- O Estado de S. Paulo
Parece que o ano começa hoje. O “parece” aí atrás é cautela. Ontem, em plena Quaresma, ainda havia foliões tomando, em mais de um sentido, ruas de… São Paulo. É, de túmulo do samba a revelação do carnaval. Algum “pundit” vai culpar a crise: “beber para esquecer”, “quem dança dança”, essas coisas. Ou será uma reedição do baile da Ilha Fiscal, a última esbórnia do Império? Vai ver é o aquecimento global acordando brasas nas cinzas.
Mais do que um prenúncio de mudança política ou climática, é provável que se trate apenas de outra amostra do espírito momesco. Aquele hábito de não se levar a sério e de fazer piada das próprias mazelas. Quer uma prova alegórico-estatística?
O Google Trends tem se mostrado um termômetro acurado da disposição do brasileiro de ir às ruas protestar. Por uma razão simples: se alguém quer saber se outros vão sair gritando e onde se encontrarão os manifestantes, é muito comum que digite “protesto” ou “manifestação” no Google para achar sua resposta.
Computando os bilhões de requisições ao seu sistema, o Google transforma os termos digitados pelos usuários em um gráfico com a tendência histórica de buscas por aquela palavra. Um ser mais curioso pode comparar o interesse popular por termos afins (“Dilma” e “impeachment”, por exemplo), filtrar as pesquisas feitas a partir de um país ou em um período de tempo específico.
O primeiro pico dos termos de busca “manifestação” e “protesto” no Brasil foi registrado em junho de 2013, quando jovens inundaram as ruas de centenas de cidades para protestar contra o preço do ônibus e, depois, contra tudo e contra todos. Desde então, nenhuma demonstração pública de insatisfação chegou nem a um quarto do volume de buscas por tais palavras no Google.
Mais importante, o tamanho das multidões nas ruas tem sido proporcional à quantidade de pesquisas por “manifestação” e “protesto”. Em 2015, por exemplo, as buscas por ambas as palavras em meados de março - quando houve a primeira e maior demonstração pelo impeachment de Dilma Rousseff - foram quase três vezes maiores do que as detectadas em agosto, quando muito menos gente saiu de casa. Em novembro, pouco se viu “protesto” e “manifestação” - seja no Google Trends, seja nas ruas.
Constatada essa correlação, a ferramenta tornou-se inestimável para medir o humor da opinião pública e tentar prever o comportamento da população em relação aos governantes.
Por isso, foi instigante constatar o aumento repentino de buscas pela palavra “protesto” a partir de 6 de fevereiro. Será que os movimentos anti-Dilma preparavam uma surpresa contra o governo no início do ano legislativo? O que explicaria o crescimento atípico de pesquisas por essa palavra em pleno carnaval?

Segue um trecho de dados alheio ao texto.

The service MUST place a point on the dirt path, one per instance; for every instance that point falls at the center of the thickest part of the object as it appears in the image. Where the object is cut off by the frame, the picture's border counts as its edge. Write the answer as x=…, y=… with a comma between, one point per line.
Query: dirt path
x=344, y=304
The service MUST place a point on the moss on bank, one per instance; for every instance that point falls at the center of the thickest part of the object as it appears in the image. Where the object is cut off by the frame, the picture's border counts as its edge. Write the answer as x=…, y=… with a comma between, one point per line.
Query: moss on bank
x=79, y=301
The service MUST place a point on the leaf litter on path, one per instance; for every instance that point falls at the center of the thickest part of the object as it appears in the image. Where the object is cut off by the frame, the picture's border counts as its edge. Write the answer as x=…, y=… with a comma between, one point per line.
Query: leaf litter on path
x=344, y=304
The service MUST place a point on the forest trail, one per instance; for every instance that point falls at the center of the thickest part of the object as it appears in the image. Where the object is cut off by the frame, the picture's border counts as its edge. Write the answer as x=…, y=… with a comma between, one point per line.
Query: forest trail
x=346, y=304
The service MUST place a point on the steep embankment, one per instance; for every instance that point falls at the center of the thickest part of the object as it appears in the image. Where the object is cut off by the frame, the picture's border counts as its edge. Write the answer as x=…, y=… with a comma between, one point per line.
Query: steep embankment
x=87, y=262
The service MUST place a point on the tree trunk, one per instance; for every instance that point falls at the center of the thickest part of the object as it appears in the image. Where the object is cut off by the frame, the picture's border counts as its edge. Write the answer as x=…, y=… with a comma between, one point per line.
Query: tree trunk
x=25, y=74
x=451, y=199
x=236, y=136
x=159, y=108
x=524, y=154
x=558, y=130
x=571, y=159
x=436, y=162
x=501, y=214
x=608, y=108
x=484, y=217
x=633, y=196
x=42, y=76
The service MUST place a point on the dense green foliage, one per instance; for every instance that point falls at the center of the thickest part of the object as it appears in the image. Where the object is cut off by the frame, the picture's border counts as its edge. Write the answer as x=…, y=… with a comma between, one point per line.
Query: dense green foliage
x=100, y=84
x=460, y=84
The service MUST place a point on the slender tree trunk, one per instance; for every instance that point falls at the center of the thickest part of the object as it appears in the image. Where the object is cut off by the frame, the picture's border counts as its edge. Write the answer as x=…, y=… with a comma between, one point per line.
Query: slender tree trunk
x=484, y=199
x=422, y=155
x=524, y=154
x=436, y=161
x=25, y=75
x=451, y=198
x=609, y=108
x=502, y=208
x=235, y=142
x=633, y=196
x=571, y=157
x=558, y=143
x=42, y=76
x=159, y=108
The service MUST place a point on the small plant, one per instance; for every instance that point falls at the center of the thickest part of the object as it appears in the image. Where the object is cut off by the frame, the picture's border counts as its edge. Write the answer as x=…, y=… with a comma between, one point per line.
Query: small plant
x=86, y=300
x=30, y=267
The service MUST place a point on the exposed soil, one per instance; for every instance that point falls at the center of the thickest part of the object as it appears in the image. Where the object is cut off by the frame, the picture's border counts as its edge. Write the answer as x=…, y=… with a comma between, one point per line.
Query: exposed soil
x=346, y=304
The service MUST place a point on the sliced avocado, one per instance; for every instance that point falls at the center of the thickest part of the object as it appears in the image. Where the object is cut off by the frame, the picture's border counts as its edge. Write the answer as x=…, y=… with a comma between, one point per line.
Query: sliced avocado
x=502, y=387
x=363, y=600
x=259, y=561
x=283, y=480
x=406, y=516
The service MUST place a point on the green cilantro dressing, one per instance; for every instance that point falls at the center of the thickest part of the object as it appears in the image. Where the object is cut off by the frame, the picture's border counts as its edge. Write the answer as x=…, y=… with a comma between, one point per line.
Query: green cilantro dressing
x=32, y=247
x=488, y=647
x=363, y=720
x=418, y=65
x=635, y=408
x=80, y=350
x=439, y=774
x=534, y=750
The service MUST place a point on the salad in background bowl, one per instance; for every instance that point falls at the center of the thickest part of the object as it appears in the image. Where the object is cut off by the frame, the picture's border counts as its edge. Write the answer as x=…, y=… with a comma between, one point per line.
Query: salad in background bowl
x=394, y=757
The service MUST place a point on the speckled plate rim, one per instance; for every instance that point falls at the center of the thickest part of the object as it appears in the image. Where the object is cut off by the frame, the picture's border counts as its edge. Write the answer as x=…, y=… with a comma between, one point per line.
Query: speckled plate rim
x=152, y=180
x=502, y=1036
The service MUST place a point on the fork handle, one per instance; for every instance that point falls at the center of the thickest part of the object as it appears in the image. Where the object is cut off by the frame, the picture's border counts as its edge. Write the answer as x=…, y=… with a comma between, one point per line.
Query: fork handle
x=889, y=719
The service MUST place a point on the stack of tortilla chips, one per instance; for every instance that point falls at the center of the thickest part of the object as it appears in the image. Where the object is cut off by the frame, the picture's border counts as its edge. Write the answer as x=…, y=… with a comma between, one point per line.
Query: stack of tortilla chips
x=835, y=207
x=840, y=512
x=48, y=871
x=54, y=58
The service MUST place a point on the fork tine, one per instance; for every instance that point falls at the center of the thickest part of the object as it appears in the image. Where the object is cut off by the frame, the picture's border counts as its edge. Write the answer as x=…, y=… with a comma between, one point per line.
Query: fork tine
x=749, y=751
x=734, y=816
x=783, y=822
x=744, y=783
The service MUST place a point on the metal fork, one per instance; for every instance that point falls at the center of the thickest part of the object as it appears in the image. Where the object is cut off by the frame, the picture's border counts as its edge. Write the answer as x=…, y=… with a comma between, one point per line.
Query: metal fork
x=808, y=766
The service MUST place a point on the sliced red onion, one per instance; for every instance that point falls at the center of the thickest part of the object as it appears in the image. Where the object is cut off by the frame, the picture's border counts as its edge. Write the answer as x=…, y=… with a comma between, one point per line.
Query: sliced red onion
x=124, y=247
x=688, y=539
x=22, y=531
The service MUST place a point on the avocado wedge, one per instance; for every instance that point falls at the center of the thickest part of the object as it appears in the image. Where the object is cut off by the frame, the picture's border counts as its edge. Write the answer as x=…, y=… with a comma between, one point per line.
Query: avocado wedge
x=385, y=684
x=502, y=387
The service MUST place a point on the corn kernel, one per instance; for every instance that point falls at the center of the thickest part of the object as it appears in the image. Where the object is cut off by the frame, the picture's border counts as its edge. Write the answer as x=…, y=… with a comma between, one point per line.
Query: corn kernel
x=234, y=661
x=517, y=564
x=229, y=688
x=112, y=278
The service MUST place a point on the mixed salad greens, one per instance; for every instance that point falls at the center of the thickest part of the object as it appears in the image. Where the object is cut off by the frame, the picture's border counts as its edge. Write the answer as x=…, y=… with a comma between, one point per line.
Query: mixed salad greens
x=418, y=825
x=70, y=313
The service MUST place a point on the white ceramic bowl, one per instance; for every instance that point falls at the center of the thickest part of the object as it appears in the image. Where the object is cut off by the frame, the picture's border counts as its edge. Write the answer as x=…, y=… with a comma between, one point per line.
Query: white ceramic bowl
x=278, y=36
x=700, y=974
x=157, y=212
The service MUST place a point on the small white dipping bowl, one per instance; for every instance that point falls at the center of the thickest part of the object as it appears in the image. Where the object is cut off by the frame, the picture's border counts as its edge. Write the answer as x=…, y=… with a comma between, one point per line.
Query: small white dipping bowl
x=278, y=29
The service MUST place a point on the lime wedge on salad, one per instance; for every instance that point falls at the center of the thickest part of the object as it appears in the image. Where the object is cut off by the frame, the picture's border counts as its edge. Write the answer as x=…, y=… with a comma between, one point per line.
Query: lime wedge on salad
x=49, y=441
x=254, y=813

Era duplamente curioso, porque, ao contrário de todos os outros picos, as pesquisas por “manifestação”, pela primeira vez, não acompanharam a inflexão na curva da palavra coirmã.
Bastou limitar as buscas às feitas só nos últimos sete dias e espiar as pesquisas relacionadas para resolver o mistério. Não, a multidão enfurecida não assaria as emas do Palácio da Alvorada. Foi só uma momice. A peladona conhecida como “musa do impeachment” resolveu tirar a roupa no meio do desfile de carnaval para mostrar seu tapa-sexo anti-Dilma. Foi empurrada para fora do sambódromo por integrantes da própria escola.
A ascensão - e queda - das buscas por “protesto” foi fruto da velha curiosidade por baixarias carnavalescas. Antes, compravam revistas para vê-las nuas e cruas. Agora, buscam na internet.
Uma dica: ao pesquisar por “protesto” no Google Trends, exclua dos resultados aqueles em que aparece “cartório” (coloque um sinal de menos na frente dessa última palavra, ao fazer a pesquisa). No dia a dia, cartórios de protesto são mais populares do que manifestações no Brasil. É a crise.